The rotation center is given by either orthogonal
coordinates x, y and z or by keyword 'center' for
specifying the mass center of the selected atoms.
Examples:
1. 90-degree rotation of chain A about Z-axis in
original coordinate system:
rotate A 90 0 0 0 0 0
2. 60-degree rotation of chains A and B about Y-axis
in the coordinate system of their mass center:
rotate 'A,B' 0 60 0 center
Rotation of selected atoms through angle alpha (degrees)
about a vector given by direction (vx,vy,vz) from the
rotation center (given as x,y,z or by keyword 'center'
for the mass center of the selected atoms). The vector
may also be specified by two atoms atom1 and atom2
represented in the mmdb selection notation.
Examples:
1. 90-degree rotation of chain A about Z-axis in
original coordinate system:
vrotate A 90 0 0 1 0 0 0
2. 60-degree rotation of chains A and B about Y-axis
in the coordinate system of their mass center:
vrotate 'A,B' 60 0 1 0 center
3. 45-degree rotation of all atoms about vector connecting
C-alpha atoms of residues 20.A of chain A and 55
of chain B:
vrotate /*/*/*/* 45 /1/A/20.A/CA[C] /1/B/55/CA[C]
or, if there is only one model in the PDB file:
vrotate * 45 A/20.A/CA[C] B/55/CA[C]
Specification of the selection sets:
- either
- /mdl/chn/s1.i1-s2.i2/at[el]:aloc
- or
- /mdl/chn/*(res).ic/at[el]:aloc
where no spaces are allowed. The slashes separate the
hierarchical levels of models, chains, residues and atoms.
Notations:
mdl - the model's serial number or 0 or '*' for any model
(default).
chn - the chain ID or list of chain IDs like 'A,B,C' or
'*' for any chain (default).
s1,s2 - the starting and ending residue sequence numbers
or '*' for any sequence number (default).
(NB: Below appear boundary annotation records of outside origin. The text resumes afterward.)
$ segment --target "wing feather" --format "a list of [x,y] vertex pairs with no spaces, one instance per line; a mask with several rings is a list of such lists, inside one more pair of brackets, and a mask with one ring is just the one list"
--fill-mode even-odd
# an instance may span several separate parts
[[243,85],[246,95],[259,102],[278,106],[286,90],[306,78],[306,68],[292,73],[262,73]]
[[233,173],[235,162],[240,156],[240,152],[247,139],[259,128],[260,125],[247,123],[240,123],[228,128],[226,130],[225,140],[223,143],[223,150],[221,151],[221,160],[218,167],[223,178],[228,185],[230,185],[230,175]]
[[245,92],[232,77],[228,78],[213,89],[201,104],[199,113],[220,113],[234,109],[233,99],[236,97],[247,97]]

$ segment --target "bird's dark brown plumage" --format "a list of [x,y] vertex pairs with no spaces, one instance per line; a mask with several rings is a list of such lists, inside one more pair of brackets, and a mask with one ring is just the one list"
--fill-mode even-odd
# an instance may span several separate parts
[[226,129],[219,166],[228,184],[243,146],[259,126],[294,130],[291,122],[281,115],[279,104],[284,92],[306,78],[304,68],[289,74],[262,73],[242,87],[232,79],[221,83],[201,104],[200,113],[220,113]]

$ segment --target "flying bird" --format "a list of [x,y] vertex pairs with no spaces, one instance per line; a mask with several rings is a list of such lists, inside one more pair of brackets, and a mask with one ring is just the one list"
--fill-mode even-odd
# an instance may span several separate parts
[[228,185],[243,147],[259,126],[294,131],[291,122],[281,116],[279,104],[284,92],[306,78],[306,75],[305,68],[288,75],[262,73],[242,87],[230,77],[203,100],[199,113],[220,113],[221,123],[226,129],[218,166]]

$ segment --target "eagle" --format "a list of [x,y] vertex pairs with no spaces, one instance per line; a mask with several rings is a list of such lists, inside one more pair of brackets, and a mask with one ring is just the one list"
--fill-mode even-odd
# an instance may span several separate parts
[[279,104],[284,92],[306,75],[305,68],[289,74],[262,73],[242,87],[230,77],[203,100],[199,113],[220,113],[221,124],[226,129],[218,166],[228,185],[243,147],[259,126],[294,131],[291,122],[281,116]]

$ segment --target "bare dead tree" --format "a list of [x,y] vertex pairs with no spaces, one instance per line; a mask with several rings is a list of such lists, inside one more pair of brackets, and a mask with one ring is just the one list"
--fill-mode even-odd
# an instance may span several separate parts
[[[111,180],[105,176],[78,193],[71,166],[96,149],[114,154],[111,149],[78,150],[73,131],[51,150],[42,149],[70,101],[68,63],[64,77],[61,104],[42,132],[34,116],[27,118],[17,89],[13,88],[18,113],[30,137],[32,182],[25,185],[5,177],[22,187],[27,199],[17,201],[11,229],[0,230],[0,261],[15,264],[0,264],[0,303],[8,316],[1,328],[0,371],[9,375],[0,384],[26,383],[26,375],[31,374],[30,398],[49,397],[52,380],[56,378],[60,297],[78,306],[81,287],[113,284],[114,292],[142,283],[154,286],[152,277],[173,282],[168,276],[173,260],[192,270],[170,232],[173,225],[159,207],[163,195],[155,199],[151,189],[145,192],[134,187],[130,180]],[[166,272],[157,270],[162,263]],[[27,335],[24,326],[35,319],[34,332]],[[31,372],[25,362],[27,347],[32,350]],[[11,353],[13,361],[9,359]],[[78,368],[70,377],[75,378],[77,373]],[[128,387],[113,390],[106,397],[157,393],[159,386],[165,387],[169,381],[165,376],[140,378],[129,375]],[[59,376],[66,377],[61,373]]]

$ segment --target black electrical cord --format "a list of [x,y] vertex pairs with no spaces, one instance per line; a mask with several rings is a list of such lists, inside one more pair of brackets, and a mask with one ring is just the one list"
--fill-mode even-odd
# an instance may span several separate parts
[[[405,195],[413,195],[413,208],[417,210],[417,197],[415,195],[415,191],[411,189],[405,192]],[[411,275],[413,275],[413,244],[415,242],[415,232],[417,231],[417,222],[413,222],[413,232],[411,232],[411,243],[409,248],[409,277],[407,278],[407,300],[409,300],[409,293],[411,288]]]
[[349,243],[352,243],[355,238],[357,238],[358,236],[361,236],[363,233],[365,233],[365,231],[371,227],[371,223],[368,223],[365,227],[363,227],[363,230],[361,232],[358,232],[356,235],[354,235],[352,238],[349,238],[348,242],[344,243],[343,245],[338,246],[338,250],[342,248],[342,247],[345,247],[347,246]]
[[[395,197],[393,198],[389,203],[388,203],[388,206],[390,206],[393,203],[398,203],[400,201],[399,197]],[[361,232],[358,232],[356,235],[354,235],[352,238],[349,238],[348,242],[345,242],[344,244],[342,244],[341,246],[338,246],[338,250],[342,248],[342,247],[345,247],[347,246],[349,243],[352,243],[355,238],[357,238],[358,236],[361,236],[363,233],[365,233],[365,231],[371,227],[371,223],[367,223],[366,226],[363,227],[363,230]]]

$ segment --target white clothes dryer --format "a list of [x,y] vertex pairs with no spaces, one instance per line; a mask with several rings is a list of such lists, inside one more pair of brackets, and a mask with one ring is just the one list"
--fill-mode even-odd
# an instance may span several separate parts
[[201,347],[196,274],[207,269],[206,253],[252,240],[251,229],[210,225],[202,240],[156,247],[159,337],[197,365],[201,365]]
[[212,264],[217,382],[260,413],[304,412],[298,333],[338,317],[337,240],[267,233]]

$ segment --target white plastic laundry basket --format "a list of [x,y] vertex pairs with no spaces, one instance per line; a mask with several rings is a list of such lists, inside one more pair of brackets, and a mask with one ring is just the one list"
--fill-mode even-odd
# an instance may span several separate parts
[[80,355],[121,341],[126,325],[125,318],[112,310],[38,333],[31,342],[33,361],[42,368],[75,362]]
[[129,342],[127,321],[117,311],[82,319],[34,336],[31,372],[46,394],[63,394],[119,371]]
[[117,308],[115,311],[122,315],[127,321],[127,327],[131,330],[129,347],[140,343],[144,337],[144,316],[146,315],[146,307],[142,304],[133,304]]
i1,i2 - the residues insertion codes or '*' for any
insertion code. If the sequence number other than
'*' is specified, then insertion code defaults to ""
(no insertion code), otherwise the default is '*'.
res - residue name or list of residue names like 'ALA,SER'
or '*' for any residue name (default)
at - atom name or list of atom names like 'CA,N1,O' or
'*' for any atom name (default)
el - chemical element name or list of chemical element
names like 'C,N,O', or '*' for any chemical element
name (default)
aloc - the alternative location indicator or list of
alternative locations like 'A,B,C', or '*' for any
alternate location. If the atom name and chemical
element name is specified (both may be '*'), then
the alternative location indicator defaults to ""
(no alternate location), otherwise the default is
'*'.
Values for chain IDs, residue names, atom names, chemical element
names and alternative location indicators may be negated by
prefix '!'. For example, '!A,B,C' for the list of chain names
means 'any chain ID but A,B,C'.
Generally, any hierarchical element as well as the selection
code may be omitted, in which case it is replaced for
default (see above). This makes the following examples valid:
* select all atoms
/1 select all atoms in model 1
A,B select all atoms in chains A and B in
all models
/1// select all atoms in chain without chainID
in model 1
/*/,A,B/ select all atoms in chain without chainID,
chain A and B in all models
33-120 select all atoms in residues 33. to 120.
in all chains and models
A/33.A-120.B select all atoms in residues 33.A to
120.B in chain A only, in all models
A/33.-120.A/[C] select all carbons in residues 33. to
120.A in chain A, in all models
CA[C] select all C-alphas in all
models/chains/residues
A//[C] select all carbons in chain A, in all models
(!ALA,SER) select all atoms in any residues but
ALA and SER, in all models/chains
/1/A/(GLU)/CA[C] select all C-alphas in GLU residues of
chain A, model 1
/1/A/*(GLU)./CA[C}: same as above
[C]:,A select all carbons without alternative
location indicator and carbons in alternate
location A
NOTE: if a selection contains comma(s), the selection sentence must
be embraced by quotation marks, which indicate to the input parser that
the sentence is a single input parameter rather than a set of comma-
separated arguments.
PROGRAM OUTPUT
The program currently gives a short summary of the operations carried
out.
EXAMPLES
Runnable example
pdbcur.exam
SEE ALSO
ncont - MMDB application for finding contacts.
pdbset - traditional PDB utility program.
AUTHORS
Eugene Krissinel, European Bioinformatics Institute, Cambridge, UK.